Apple pie with cheddar cheese.
This one was wonderful. It wasn’t really anything transcendent or anything. It was just a really well-baked apple pie—and it was DELICIOUS.
Petit four 1:
Sweet potato wrapper with spiced marshmallow.
This was good and felt like a very sweet version of Thomas Keller’s salmon cornets hahaha. The one issue I had with this petit four was that the sweet potato wrapper stuck to my teeth. It was kind of uncomfortable eating this due to the stickiness. It also made me concerned for my dental hygiene…
Petit four 2:
Pumpkin pie with cool whip.
This was amazing. The ball of pumpkin pie itself was intensely sweet, and the Cool Whip provided a light, refreshing (yet still sweet) complement—I felt that it provided more depth of flavor instead of making the pumpkin pie seem too one dimensional.
Petit four 3:
Hot reposado tequila, apple cider, apple butter, amaretto (almond liqueur), pear liqueur, apricot liqueur, and hard spices. Served warm with shaven nutmeg.
This was a surprisingly strong drink, but I think it served well as a digestif as well as a sweet end to an amazing Thanksgiving dinner.
After we finished our meal, they gave us a bag with a signed menu of the meal as well as a bunch of foods. We had some bread, mayo, vegetables, turkey, and so on—they gave us a miniature traditional Thanksgiving meal! This only added to the whole Thanksgiving theme, and I have to say that they executed the last Push Project of the year very, very well.
Chefs Stupak and Achatz were definitely working out of their element here; Achatz in particular was cooking much more rustic and less conceptually sophisticated food than he has in a few years. (The food at Alinea is waaaaay more out there haha.) I think the chefs got to prove just how talented they are.

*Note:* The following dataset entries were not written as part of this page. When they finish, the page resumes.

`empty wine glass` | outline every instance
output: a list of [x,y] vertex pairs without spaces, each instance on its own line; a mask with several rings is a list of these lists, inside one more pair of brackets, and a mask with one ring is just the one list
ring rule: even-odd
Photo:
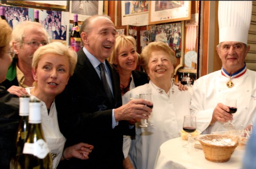
[[[139,94],[139,98],[152,101],[152,94]],[[153,105],[146,105],[150,108],[153,109]],[[142,128],[146,128],[153,125],[153,124],[148,123],[148,120],[147,119],[141,119],[141,124],[139,125],[139,126]]]
[[[227,98],[226,99],[226,105],[229,107],[230,112],[228,112],[229,113],[234,113],[237,112],[237,100]],[[225,123],[224,125],[227,127],[230,127],[234,128],[235,126],[232,123],[232,120],[228,120],[228,122]]]
[[190,143],[190,137],[192,132],[193,132],[196,129],[196,116],[184,116],[184,120],[183,121],[183,130],[188,133],[188,143],[183,145],[183,147],[188,148]]

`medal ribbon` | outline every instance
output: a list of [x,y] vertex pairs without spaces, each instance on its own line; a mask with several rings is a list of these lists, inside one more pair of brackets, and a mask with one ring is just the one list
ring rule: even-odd
[[237,71],[236,72],[233,73],[233,74],[230,75],[229,73],[224,68],[222,67],[221,69],[221,74],[223,76],[226,76],[226,77],[230,78],[237,78],[242,76],[246,72],[246,65],[245,64],[245,66],[242,68],[240,70]]

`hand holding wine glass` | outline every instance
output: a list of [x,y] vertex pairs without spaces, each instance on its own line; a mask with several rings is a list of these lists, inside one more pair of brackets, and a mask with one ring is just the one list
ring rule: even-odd
[[183,145],[183,147],[188,148],[189,139],[191,137],[191,133],[193,132],[196,129],[196,122],[195,116],[184,116],[183,121],[183,130],[188,133],[188,144]]
[[[236,99],[226,99],[226,105],[228,106],[230,109],[230,111],[229,112],[228,112],[228,113],[233,114],[237,112],[237,100]],[[235,125],[232,123],[232,120],[229,120],[227,123],[224,124],[224,125],[227,127],[235,127]]]
[[[152,101],[152,94],[139,94],[139,98],[147,100],[148,101]],[[146,105],[150,108],[153,109],[152,105]],[[152,126],[153,125],[150,124],[148,123],[148,120],[147,119],[142,119],[141,120],[141,124],[139,125],[139,126],[142,128],[145,128],[149,126]]]

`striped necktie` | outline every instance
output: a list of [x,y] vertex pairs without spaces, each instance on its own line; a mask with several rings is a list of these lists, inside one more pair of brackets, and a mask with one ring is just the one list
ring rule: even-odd
[[107,81],[107,78],[106,78],[106,75],[105,74],[105,70],[104,64],[103,63],[101,63],[99,65],[99,67],[100,68],[100,74],[101,74],[101,79],[103,83],[103,86],[104,86],[104,88],[105,89],[105,91],[107,93],[107,96],[108,98],[110,101],[111,104],[113,103],[113,96],[112,95],[112,93],[111,92],[111,90],[109,84],[108,83],[108,81]]

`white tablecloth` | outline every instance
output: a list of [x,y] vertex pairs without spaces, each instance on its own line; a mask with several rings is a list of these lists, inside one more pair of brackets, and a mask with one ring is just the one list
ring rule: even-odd
[[193,147],[188,153],[188,149],[182,145],[187,141],[181,137],[164,143],[158,150],[154,168],[155,169],[241,169],[245,150],[237,147],[230,160],[216,163],[206,160],[203,150]]

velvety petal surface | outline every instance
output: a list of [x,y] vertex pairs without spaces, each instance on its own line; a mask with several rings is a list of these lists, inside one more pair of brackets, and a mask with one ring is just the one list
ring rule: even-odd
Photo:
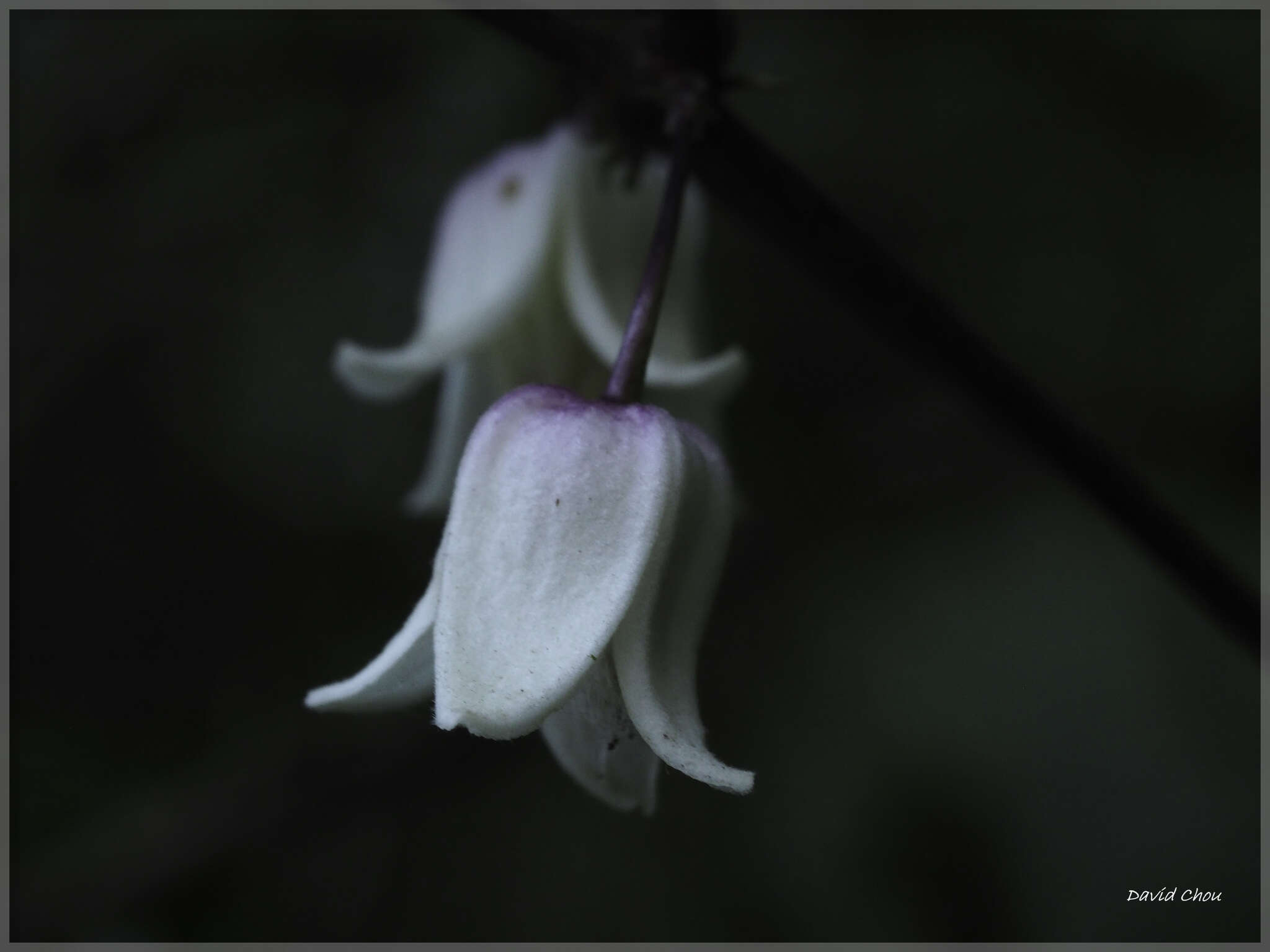
[[469,174],[442,211],[424,277],[419,325],[400,348],[342,341],[335,374],[354,393],[392,400],[446,360],[488,340],[549,279],[577,133],[560,126]]
[[607,651],[564,707],[542,722],[542,739],[564,772],[588,793],[616,810],[653,812],[662,762],[626,713]]
[[326,711],[376,711],[406,707],[432,696],[432,625],[437,617],[433,579],[401,631],[378,656],[348,680],[309,692],[305,704]]
[[441,727],[516,737],[565,703],[671,531],[683,453],[664,410],[555,387],[481,418],[438,559]]
[[674,529],[613,637],[613,663],[630,718],[662,760],[711,787],[748,793],[754,774],[706,748],[696,689],[697,649],[732,528],[732,479],[705,434],[685,423],[678,432],[686,479]]

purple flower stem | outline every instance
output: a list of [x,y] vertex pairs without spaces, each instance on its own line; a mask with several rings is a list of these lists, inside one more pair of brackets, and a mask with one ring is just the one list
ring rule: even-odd
[[605,388],[603,399],[612,404],[634,404],[644,393],[644,372],[648,369],[648,355],[653,350],[657,319],[662,312],[662,296],[665,293],[665,279],[671,272],[674,239],[679,234],[679,209],[683,207],[683,189],[688,184],[688,159],[700,100],[698,90],[686,91],[671,113],[669,123],[674,135],[671,174],[662,193],[653,245],[648,251],[648,263],[644,265],[631,316],[626,321],[622,348],[617,352],[613,372]]

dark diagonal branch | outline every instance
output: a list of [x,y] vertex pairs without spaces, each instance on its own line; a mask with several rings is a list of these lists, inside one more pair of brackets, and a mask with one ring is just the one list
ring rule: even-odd
[[[479,14],[583,81],[638,75],[638,56],[558,14]],[[616,63],[616,65],[615,65]],[[601,75],[601,72],[603,75]],[[886,339],[959,383],[1049,459],[1162,562],[1242,645],[1260,651],[1260,604],[1218,556],[1092,434],[1068,419],[806,176],[725,109],[697,143],[693,171],[711,195],[834,289]]]

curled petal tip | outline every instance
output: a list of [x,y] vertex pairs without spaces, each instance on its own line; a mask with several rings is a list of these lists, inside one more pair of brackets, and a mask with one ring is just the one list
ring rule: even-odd
[[348,390],[364,400],[386,402],[405,396],[437,371],[427,354],[404,347],[366,348],[342,340],[331,355],[331,371]]

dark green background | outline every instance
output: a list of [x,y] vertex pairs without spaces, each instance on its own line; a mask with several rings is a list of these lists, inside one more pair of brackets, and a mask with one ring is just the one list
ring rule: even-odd
[[[15,938],[1257,938],[1256,663],[724,208],[700,682],[753,795],[667,770],[644,820],[537,737],[307,712],[441,532],[399,514],[436,388],[359,402],[331,348],[404,339],[556,74],[439,14],[10,27]],[[1255,585],[1257,15],[738,30],[782,85],[737,112]],[[1173,886],[1222,901],[1125,901]]]

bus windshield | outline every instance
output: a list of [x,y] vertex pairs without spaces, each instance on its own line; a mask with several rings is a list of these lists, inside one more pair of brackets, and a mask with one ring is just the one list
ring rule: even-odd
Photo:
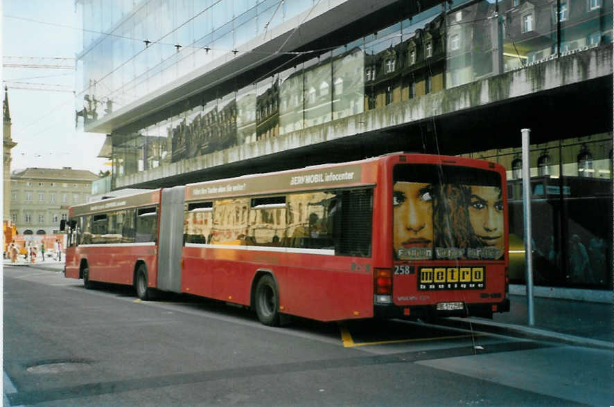
[[393,244],[398,260],[501,260],[505,203],[495,171],[399,164],[393,172]]

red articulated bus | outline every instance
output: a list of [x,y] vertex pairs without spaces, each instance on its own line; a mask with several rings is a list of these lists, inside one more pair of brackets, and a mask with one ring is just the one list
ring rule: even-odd
[[71,208],[65,275],[322,321],[509,309],[505,170],[395,153]]

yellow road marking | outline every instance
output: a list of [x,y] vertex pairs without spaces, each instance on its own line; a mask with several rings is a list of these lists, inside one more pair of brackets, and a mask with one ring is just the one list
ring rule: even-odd
[[396,339],[394,341],[380,341],[378,342],[361,342],[356,343],[352,338],[351,334],[345,327],[341,327],[341,340],[344,347],[354,347],[356,346],[369,346],[371,345],[390,345],[393,343],[407,343],[408,342],[421,342],[426,341],[437,341],[438,339],[459,339],[461,338],[471,338],[471,336],[483,336],[484,334],[467,334],[465,335],[453,335],[450,336],[437,336],[435,338],[420,338],[419,339]]

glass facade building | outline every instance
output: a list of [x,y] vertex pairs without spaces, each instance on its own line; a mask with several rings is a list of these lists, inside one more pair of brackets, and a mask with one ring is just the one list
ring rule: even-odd
[[[263,140],[334,131],[340,120],[611,48],[612,3],[603,0],[453,0],[381,14],[403,3],[390,0],[371,19],[363,13],[368,24],[286,46],[306,35],[306,23],[335,21],[342,7],[368,3],[78,0],[77,121],[110,134],[112,186],[134,174],[164,177],[172,165],[188,172],[195,160],[239,154],[245,145],[263,146],[264,156],[272,152]],[[225,68],[240,58],[243,70]],[[190,93],[173,93],[207,75]],[[152,105],[161,95],[166,101]],[[522,246],[519,146],[467,145],[454,154],[508,168],[513,243]],[[532,146],[532,161],[535,221],[545,222],[534,226],[543,270],[536,282],[611,287],[612,132],[550,135]]]

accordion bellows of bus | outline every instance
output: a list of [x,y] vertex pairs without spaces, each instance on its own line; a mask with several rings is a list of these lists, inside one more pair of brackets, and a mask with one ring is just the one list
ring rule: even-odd
[[505,169],[394,153],[70,208],[66,277],[280,316],[491,317],[509,309]]

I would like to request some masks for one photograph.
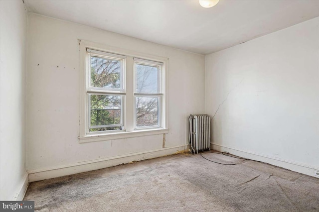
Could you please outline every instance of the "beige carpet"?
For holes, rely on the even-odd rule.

They decided to prepare a menu of dishes that they’ve never cooked before at a location clearly not set up to serve so many guests at once, and they succeeded.
Granted, the experience wasn’t flawless; we sat down an hour late because the first seating wasn’t done yet. (Giving us free drinks did help assuage the suffering, though, hahaha.) However, everything else was great. The service was wonderful, and the food itself was amazing, and the drink pairings were great. I’m really happy I went to this one. It’s my favorite Push Project yet!